In the old days, Borland Turbo Debugger, one could specify for inspection and expression "anArbitraryUserFunction(&someVariable)". I do not know if (think) MS VS Debugger permits this. IOW the expression could include function calls to your code as well as values.
In my IVF code with threadprivate variables, I found it is easiest to create a single user defined type to contain all the thread private data. Then at the top of the subroutine, insert a pointer to this object.
! moduleWith_context type threadPrivate_t ... ! your stuff end type threadPrivate_t type(threadPrivate_t), pointer :: context => NULL() !$omp threadprivate(context) ... ! near top of program first parallel region !$omp parallel !once only initialization allocate(context) ... ! initialization code if any !$omp end parallel ... subroutine foo use moduleWith_context ... type(threadPrivate_t), pointer :: my_context .. my_context => context ! for debugging ... var = context%x ! Examine my_context%X in debugger
Jim, I'm trying your advice now.
Additional question. You said :
"The method getBaseOfThreadPrivateArea() is not known to the MS Debugger, and it may vary depending on the tools used to produce the executable."
Do you mean that getBaseOfThreadPrivateArea() is to be written in Intel, but no yet? Do you know someone (in Intel) who knows what tools are necessary or to be created, for the production of the desired executable?
>>Do you mean...
No. What I mean is, when you enter the symbolic name into the debugger, the debugger performs a symbol table lookup to produce an address. In this case the address isn't an address, but rather an offset into the threads thread private area, somewhat like a member variable offset. However, the base of the "object" (thread private area) is derivable via an application specific (generally inline) function. The debugger knows not what this function is (with possible exception to MS compiler and MS debugger). On Windows x64, MS software uses the GS segment register (selector). Other vendors on Windows x64 may adopt this or may not. Also the MS Debugger runs in a different process space, and thus (may)has a different mapping for GS than the selected thread of the application being debugged. As to if the MS debugger cah work around this, you will have to consult with MS. When the selector GS is used, the instruction encoding of the memory reference becomes
mov rax, qword ptr GS:[variableOffset]
Where the debugger is likely using
mov rax, qword ptr [variableOffset] ; no GS:, which implicitly means DS: (Data Selector)

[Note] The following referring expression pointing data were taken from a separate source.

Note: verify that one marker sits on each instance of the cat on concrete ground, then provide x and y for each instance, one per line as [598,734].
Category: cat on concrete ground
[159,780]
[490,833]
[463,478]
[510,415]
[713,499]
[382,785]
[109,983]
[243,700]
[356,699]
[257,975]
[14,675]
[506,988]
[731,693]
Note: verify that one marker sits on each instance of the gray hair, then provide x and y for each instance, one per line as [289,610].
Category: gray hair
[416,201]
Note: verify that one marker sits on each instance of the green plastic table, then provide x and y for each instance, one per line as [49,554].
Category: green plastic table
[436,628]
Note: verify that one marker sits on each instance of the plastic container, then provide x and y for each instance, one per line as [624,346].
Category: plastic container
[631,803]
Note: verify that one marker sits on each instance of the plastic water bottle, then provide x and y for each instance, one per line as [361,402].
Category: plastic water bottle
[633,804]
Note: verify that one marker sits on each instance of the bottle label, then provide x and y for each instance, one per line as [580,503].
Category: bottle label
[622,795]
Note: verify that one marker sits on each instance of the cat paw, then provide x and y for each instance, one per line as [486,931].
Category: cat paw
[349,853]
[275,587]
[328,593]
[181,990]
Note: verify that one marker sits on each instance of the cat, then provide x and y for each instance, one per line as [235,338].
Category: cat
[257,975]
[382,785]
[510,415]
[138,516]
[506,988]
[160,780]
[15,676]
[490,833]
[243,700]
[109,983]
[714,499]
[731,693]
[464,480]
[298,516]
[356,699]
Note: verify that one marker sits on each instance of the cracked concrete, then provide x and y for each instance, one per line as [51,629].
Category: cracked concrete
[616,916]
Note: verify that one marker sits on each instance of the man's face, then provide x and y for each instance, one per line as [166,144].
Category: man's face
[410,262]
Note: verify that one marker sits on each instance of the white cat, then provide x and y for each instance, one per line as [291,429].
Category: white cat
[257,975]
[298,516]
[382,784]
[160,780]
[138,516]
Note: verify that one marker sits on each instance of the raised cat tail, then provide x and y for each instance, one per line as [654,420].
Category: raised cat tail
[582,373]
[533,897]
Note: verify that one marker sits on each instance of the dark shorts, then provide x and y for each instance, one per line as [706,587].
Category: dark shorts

Jim, because your advice #10 was a little bit not understandable for me ( pointer of pointer appeared), I modified the source and found it works well.
Let me summarize my understandings as of today. Please make comments if some of them are not correct.
list of threadprivate vars
in the routine,
!$OMP end critical
As you said, while threadprivate MyVars is not visible (undefined address), MyVarPointers displays the contents of MyVars successfully. It was necessary to reset the pointer every time before use (arrays get undefined occasionally), which looks somewhat strange because the array sizes (shape of type) do not change during the execution.
MyVarPointers also becomes invisible when it is declared as threadprivate. Therefore, it seems for me, as long as for the purpose of monitoring the invisible quantities, that the use of pointers is equivalent to the use of shared variables, except the heavy overhead of data transfer in the latter case. (Of course, such overhead should never be allowed in my actual program.)
One feature of using threadprivate is to eliminate the overhead of copying in private data, another is to have global thread context (so as to not pass a private context pointer/reference on CALL or function.